Cartons, classeurs, portants chargés de vêtements anciens ou en cours d’élaboration, échantillons d’imprimés d’archives ou vieux bijoux emplissent l’espace. « Quand Jean Paul rentrait de voyage, il revenait avec deux ou trois valises et nous disait : “Venez voir !” Il les ouvrait et nous montrait ce qu’il avait rapporté. Des tissus, des accessoires, des gadgets, une paire de lunettes trouvées à l’aéroport, tout et n’importe quoi », se souvient le directeur du studio Emilien Boland.

Autant de trésors laissés dans des boîtes en plastique, à disposition de ses ­disciples. De même, sur les étagères, des centaines de beaux livres sont accessibles, dont les thèmes ont déjà nourri tant de collections : uniformes de cow-boy (homme printemps-été 2009), coiffes bretonnes (couture automne-hiver 2015), costumes indiens (couture printemps-été 2013), tenues des communautés juives (automne-hiver 1993), art optique de Vasarely (automne-hiver 1996)…

 

Des références infinies pour des collections concrétisées à l’étage du dessous, où la vingtaine de membres des ateliers s’active. Là, on coupe, on modèle, on brode, on plisse, on embellit.

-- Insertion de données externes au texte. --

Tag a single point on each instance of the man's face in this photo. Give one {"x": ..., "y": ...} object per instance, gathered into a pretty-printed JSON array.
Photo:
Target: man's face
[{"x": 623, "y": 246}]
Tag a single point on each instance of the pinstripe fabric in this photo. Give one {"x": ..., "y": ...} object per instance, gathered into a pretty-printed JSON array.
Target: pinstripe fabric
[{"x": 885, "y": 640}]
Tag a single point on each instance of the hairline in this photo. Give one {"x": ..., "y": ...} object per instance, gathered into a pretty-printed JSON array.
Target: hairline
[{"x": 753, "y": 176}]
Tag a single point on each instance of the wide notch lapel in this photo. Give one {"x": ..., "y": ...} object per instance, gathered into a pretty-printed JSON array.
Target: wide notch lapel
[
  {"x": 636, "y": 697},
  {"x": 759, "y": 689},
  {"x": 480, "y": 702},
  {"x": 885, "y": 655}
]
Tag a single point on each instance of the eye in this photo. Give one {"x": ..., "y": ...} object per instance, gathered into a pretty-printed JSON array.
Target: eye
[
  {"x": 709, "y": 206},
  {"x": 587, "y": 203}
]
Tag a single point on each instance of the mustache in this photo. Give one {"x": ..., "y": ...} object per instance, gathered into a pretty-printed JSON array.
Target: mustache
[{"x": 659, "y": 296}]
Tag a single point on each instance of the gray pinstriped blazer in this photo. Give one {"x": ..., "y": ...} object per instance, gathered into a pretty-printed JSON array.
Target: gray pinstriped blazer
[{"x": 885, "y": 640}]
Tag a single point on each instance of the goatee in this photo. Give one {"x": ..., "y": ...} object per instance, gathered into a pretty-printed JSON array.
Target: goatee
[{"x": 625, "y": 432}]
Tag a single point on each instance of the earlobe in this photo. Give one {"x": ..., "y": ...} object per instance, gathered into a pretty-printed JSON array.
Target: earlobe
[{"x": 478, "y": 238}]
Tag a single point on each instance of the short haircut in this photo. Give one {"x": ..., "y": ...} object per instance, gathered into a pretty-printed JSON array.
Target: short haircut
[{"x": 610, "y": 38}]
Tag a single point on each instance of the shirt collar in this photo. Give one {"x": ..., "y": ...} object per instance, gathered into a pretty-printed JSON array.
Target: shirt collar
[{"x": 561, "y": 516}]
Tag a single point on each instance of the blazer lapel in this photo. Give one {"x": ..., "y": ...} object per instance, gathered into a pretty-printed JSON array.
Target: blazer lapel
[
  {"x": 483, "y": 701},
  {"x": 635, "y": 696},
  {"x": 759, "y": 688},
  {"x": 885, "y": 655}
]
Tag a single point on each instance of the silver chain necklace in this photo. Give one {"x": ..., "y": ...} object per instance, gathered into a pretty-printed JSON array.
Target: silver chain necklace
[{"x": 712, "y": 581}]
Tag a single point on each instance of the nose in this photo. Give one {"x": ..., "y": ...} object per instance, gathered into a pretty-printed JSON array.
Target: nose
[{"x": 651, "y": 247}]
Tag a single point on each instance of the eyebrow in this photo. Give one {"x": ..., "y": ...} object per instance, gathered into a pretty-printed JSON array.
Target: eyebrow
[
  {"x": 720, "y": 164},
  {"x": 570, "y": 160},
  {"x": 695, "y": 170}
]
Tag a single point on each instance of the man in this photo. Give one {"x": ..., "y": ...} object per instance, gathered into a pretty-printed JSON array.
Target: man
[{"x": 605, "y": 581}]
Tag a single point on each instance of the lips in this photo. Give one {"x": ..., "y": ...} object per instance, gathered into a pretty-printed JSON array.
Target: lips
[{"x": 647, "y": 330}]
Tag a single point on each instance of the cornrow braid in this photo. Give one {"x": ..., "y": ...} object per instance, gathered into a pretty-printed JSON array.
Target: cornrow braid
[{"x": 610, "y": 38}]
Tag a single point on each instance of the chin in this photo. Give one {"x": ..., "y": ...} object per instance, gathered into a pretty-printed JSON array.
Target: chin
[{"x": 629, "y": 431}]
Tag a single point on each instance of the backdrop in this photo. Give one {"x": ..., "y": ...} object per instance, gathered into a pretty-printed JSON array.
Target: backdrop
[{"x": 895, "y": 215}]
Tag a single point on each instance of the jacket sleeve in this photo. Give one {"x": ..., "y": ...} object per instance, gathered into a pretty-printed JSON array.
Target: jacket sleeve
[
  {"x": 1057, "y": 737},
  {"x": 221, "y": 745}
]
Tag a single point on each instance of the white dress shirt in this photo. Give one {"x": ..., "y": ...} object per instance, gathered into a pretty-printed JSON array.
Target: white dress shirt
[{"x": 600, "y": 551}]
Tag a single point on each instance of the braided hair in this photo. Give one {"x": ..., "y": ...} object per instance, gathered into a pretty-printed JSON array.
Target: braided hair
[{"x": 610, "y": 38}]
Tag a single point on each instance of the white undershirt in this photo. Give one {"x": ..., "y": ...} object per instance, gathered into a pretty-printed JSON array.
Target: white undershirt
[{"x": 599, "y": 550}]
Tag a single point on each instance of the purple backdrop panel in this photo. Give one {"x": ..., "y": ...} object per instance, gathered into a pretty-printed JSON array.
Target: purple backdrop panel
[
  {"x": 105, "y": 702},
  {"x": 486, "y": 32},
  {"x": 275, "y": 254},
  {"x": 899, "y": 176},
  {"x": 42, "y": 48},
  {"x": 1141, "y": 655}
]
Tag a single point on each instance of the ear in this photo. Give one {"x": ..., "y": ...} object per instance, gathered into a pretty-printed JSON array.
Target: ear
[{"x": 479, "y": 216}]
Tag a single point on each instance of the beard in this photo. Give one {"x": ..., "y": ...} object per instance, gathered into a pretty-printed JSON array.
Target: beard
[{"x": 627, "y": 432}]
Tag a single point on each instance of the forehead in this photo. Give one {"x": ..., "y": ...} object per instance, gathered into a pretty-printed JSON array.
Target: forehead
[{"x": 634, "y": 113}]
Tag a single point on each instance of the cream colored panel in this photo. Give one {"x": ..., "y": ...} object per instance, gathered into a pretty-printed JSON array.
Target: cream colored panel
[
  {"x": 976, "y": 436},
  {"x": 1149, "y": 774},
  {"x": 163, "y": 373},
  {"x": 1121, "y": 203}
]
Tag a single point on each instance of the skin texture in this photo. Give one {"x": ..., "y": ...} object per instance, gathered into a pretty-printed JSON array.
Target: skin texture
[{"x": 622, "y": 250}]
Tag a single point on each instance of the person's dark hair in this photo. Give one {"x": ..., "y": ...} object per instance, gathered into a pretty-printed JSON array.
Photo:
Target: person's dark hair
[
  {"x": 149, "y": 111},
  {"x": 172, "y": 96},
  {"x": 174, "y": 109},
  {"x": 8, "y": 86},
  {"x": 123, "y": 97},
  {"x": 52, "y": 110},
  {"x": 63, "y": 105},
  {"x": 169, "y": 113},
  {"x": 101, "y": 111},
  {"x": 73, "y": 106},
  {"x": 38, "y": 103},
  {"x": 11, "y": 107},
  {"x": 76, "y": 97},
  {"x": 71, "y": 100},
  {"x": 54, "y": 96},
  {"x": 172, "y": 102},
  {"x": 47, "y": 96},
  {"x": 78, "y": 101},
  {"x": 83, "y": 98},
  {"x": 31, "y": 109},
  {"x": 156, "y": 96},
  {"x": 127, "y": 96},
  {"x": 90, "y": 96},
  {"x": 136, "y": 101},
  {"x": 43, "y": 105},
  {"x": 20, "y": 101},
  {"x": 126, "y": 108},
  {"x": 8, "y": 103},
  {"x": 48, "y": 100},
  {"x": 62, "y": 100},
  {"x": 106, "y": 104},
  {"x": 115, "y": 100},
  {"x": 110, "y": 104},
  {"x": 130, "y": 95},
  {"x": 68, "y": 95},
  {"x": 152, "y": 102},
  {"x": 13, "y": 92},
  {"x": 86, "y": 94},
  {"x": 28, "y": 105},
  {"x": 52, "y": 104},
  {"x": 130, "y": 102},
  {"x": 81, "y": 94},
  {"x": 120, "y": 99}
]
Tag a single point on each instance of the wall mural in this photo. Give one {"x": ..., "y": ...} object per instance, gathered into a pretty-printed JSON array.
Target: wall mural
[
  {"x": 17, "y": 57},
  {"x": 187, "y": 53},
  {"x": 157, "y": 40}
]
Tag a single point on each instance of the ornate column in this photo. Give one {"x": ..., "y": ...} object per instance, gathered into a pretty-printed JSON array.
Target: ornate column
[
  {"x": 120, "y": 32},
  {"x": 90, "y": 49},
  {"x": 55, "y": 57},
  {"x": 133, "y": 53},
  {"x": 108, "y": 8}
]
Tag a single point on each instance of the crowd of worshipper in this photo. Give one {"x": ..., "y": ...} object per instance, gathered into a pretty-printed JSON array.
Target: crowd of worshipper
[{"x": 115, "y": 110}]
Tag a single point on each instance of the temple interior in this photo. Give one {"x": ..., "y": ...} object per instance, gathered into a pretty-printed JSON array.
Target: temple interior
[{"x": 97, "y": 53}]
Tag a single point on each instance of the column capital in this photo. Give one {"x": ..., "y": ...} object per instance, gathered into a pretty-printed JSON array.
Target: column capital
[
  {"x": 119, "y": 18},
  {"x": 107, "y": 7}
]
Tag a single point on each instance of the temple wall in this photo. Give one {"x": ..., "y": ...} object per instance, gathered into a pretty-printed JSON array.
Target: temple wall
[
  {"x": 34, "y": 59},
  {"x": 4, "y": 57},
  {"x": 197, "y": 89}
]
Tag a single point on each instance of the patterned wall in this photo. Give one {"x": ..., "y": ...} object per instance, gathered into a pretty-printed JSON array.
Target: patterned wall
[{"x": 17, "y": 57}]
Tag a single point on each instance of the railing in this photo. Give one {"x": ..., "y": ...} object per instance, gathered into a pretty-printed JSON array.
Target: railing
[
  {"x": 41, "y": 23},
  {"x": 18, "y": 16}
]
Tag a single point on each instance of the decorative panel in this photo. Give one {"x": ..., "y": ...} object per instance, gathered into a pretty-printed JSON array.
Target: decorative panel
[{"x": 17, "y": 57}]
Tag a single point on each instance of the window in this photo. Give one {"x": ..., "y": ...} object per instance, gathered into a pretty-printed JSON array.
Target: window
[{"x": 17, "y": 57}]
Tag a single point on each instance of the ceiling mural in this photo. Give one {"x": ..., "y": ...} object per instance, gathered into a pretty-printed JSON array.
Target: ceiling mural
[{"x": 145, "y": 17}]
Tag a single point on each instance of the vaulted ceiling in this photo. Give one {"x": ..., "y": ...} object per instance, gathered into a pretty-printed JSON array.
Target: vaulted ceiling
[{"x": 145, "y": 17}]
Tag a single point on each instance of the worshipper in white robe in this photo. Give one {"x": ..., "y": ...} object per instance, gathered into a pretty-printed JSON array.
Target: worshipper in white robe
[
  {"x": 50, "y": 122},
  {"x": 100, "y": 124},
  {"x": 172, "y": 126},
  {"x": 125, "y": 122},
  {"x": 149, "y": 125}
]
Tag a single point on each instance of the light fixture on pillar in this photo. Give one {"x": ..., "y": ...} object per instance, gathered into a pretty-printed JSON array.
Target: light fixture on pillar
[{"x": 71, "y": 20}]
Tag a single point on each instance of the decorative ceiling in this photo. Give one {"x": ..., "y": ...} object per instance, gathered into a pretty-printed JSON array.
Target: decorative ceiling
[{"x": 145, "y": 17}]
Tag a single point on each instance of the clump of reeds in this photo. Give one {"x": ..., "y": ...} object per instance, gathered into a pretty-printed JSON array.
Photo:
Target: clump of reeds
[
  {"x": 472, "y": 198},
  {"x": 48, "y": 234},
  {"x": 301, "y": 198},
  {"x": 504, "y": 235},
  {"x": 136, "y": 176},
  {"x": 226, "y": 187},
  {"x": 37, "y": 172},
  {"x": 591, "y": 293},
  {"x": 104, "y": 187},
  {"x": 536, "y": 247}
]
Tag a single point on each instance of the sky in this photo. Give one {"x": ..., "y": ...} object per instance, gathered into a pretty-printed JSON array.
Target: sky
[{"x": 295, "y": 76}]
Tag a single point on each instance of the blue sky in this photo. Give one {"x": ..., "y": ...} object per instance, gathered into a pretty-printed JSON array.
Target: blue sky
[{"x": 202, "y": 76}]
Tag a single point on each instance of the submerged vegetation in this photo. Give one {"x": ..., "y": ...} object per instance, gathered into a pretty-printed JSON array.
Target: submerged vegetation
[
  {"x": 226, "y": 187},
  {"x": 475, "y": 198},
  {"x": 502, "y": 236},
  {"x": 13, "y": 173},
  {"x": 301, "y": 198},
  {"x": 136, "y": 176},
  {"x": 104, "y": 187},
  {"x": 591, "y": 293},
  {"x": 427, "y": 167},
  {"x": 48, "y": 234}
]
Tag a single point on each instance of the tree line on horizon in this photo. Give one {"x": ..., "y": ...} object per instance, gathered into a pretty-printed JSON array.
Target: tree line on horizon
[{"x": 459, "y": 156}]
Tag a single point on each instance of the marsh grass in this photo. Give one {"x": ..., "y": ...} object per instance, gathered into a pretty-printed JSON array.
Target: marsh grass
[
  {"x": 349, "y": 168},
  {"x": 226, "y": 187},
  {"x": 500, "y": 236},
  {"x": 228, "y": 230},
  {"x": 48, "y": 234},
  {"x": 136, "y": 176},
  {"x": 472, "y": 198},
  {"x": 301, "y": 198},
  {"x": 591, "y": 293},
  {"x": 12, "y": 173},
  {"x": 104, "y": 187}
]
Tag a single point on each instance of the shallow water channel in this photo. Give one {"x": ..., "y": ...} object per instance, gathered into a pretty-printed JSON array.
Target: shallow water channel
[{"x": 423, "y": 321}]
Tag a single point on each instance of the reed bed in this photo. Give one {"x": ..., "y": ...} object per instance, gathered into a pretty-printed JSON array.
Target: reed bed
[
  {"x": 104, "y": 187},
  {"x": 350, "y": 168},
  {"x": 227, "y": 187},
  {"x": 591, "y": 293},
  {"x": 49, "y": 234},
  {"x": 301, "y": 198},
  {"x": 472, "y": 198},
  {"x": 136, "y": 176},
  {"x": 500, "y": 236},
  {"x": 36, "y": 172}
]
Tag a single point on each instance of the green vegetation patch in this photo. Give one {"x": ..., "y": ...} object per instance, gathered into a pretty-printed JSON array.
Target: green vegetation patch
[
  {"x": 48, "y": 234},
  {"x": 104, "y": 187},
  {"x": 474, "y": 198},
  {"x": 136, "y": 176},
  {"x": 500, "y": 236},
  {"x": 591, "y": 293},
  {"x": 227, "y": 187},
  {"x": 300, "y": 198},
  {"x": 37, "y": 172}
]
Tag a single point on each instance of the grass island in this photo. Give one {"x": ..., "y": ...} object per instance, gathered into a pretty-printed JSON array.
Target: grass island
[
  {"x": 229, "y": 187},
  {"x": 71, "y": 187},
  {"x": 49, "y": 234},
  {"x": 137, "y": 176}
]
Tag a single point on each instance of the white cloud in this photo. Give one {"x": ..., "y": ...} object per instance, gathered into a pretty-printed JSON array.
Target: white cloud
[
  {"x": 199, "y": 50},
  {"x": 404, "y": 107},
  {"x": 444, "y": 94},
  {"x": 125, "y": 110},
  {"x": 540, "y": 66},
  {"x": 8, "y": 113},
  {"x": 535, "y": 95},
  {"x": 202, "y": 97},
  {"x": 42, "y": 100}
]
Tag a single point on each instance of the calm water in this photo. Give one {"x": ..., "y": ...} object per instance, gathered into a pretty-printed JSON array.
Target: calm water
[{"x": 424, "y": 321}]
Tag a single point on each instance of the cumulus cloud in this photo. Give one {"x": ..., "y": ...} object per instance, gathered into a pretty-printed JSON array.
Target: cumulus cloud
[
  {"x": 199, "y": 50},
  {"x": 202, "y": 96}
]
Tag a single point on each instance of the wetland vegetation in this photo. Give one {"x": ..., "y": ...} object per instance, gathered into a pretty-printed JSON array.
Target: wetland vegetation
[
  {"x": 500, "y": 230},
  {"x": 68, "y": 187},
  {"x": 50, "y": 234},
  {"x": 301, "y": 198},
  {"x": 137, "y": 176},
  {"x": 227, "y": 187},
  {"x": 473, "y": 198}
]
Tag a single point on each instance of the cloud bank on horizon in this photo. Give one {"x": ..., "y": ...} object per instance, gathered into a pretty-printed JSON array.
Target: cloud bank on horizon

Sur des établis recouverts d’étoffes, d’épingles ou de mètres, sont préparées à la fois la future collection et des commandes spéciales pour des clientes, princesses, sultanes, collectionneuses, pop stars ou vedettes de téléréalité… Atmosphère concentrée, précise, allègre. « En général, ça rigole beaucoup, et si besoin, chacun s’isole avec ses écouteurs », raconte la première d’atelier Fanny Thinselin, vingt-cinq ans de maison.

A son équipe de petites mains et aux autres salariés d’incarner aujourd’hui le « 325 ». Gaultier… sans Jean Paul qui a demandé désormais à ne plus voir les collections couture en avant-première, curieux de les découvrir, comme le public, lors des défilés. « A chaque fois que les gens viennent dans ce lieu, ils se projettent d’emblée, remarque Florence Tétier. L’un imagine une expo, l’autre un concert, un défilé, un dîner, un atelier… On a la chance d’avoir cet immense endroit versatile en plein Paris. A nous d’en faire, non plus seulement un espace de travail, mais un espace de vie. »

Exposition « Under Your Smell, Jean Paul Gaultier x ECAL », du 10 au 12 novembre, de 11 h à 20 h, au 325, rue Saint-Martin, Paris 3e. Entrée libre.